Les manifestations d’agriculteurs qui se multiplient dans plusieurs pays traduisent «un mouvement de colère» contre l’Union européenne «qui veut la mort de notre agriculture», a déclaré le 20 janvier Jordan Bardella, tête de liste du Rassemblement national pour les élections européennes. «Il y a un mouvement de colère qui est en train de se lever partout en Europe et le point commun de ce mouvement de colère c’est l’Union européenne et l’Europe de Macron qui veut la mort de notre agriculture (…) et qui refuse aux agriculteurs le droit de vivre de leur travail», a déclaré l’eurodéputé lors d’un déplacement chez un éleveur laitier à Queyrac (Gironde), dans le Médoc. «Cette incapacité à vivre de son travail et le refus de dépendre d’aides permanentes» est «probablement le coeur de ce mouvement de colère», a-t-il ajouté, après avoir visité l’exploitation et longuement caressé une vache.

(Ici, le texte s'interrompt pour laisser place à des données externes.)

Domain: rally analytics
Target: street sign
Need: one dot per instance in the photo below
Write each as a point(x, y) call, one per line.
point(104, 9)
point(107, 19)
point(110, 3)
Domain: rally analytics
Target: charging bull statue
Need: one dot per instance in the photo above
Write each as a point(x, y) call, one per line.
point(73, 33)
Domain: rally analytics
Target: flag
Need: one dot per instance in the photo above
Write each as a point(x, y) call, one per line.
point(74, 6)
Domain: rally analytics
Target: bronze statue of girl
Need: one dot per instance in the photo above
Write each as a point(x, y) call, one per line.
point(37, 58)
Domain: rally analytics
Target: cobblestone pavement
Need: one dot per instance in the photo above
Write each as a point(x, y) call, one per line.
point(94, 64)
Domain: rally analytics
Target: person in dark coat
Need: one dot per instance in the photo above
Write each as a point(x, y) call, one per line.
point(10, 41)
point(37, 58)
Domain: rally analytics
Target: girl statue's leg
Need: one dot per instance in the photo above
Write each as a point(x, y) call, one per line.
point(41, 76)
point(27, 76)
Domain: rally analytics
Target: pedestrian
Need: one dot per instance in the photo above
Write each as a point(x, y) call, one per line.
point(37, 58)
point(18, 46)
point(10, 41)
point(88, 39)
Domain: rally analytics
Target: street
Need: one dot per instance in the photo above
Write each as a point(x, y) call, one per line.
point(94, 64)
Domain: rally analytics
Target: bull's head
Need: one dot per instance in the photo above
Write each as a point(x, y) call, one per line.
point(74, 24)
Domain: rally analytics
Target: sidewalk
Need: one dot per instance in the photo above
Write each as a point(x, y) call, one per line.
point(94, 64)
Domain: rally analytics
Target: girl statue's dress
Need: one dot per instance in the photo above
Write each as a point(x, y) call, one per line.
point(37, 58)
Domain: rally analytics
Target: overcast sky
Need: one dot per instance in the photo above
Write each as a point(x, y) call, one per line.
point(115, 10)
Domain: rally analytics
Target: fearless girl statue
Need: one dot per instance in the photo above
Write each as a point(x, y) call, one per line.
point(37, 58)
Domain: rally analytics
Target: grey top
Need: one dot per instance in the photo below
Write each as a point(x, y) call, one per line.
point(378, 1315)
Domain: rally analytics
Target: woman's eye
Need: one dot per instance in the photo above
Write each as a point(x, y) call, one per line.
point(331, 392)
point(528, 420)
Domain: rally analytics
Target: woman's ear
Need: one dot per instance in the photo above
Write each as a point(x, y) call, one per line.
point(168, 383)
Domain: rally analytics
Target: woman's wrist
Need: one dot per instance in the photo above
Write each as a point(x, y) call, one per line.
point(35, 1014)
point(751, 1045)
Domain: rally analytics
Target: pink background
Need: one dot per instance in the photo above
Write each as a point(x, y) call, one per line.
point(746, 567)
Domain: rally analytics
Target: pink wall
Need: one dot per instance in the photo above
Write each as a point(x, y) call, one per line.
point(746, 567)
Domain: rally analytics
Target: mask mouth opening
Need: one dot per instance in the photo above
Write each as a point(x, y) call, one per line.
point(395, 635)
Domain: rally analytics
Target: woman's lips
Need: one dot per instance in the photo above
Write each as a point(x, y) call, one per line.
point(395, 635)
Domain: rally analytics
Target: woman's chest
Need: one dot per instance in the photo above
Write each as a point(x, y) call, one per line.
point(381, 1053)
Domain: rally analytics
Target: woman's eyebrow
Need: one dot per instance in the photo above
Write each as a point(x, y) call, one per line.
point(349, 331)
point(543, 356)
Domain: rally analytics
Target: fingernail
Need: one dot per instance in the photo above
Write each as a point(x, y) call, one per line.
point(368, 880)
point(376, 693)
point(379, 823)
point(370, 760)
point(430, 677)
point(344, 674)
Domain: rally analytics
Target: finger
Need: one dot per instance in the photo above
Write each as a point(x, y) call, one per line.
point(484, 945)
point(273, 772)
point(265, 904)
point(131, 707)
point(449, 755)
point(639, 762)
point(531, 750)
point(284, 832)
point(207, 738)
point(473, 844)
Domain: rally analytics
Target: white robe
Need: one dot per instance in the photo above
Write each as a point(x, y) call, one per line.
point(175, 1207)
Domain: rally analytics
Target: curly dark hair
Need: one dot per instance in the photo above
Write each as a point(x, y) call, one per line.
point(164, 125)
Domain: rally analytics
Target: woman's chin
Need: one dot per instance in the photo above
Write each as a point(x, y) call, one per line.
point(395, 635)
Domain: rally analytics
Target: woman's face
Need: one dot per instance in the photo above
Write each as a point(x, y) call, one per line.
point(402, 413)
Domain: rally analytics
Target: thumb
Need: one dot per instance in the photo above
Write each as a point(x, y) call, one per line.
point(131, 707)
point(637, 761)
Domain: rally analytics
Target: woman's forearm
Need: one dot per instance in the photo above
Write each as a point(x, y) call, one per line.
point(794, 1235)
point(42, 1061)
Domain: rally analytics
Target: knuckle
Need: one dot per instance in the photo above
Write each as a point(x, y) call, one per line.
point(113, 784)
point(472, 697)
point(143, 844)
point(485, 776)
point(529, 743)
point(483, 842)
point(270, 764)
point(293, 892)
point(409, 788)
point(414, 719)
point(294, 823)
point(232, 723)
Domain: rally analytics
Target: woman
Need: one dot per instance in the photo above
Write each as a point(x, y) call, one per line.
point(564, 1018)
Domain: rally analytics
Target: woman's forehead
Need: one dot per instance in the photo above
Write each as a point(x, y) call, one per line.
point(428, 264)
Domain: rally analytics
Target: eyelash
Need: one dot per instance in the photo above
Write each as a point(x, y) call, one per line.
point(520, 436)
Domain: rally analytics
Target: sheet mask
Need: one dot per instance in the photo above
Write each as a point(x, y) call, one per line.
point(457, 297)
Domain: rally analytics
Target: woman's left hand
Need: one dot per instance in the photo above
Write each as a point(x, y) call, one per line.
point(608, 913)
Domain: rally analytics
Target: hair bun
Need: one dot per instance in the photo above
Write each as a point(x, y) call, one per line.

M. Bardella a fustigé les accords de libre-échange signés par l’UE avec d’autres pays – dont l’agriculture devrait être exclue selon lui -, l’absence de «patriotisme économique» pour «protéger nos intérêts», ou encore les «normes toujours plus dures et toujours plus lourdes qu’on impose aux agriculteurs français». Selon lui, les prochaines «élections européennes sont un enjeu de civilisation», notamment «celui de demeurer dans les années qui viennent une grande puissance agricole». «La France a toujours été une grande puissance agricole, ça fait partie de notre héritage, de notre patrimoine, ça a façonné nos territoires. Je refuse de laisser mourir nos agriculteurs», a-t-il plaidé.

Didier Bouville

«Ça partait de bonnes intentions, mais ça ne marche pas, les agriculteurs manquent de conseil», a déclaré le ministre de l’Agriculture Marc Fesneau à l’occasion des 10es rencontres du biocontrôle d’IBMA (fabricants), à Angers le 17 janvier, rapportent nos confrères de Réussir Fruits et légumes. Sa déclaration intervient après la parution de deux rapports parlementaires, l’un en juillet, l’autre en décembre, qui avaient pointé l’inefficacité du dispositif prévu par la loi Egalim 1. Dans son discours de vœux le 17 janvier, le président de la Coopération agricole, Dominique Chargé, a demandé un «support législatif» pour mettre fin à «l’interdiction d’accompagner les agriculteurs et donc [à] cette fausse bonne idée de la séparation de la vente et du conseil». Plusieurs pistes sont possibles au Parlement, d’après l’un des auteurs des deux rapports, le député socialiste Dominique Potier: l’intégration au projet de loi d’orientation et d’avenir (PLOA) – mais le gouvernement semble parti pour un texte resserré autour de la seule question de l’installation-transmission; l’intégration à la future loi Pacte 2 (simplification); ou encore une proposition de loi transpartisane dédiée. Pour cette dernière option, Dominique Potier souhaiterait intégrer un volant de mesures destinées à créer «un conseil agronomique global annuel et universel sous l’autorité des chambres d’agriculture».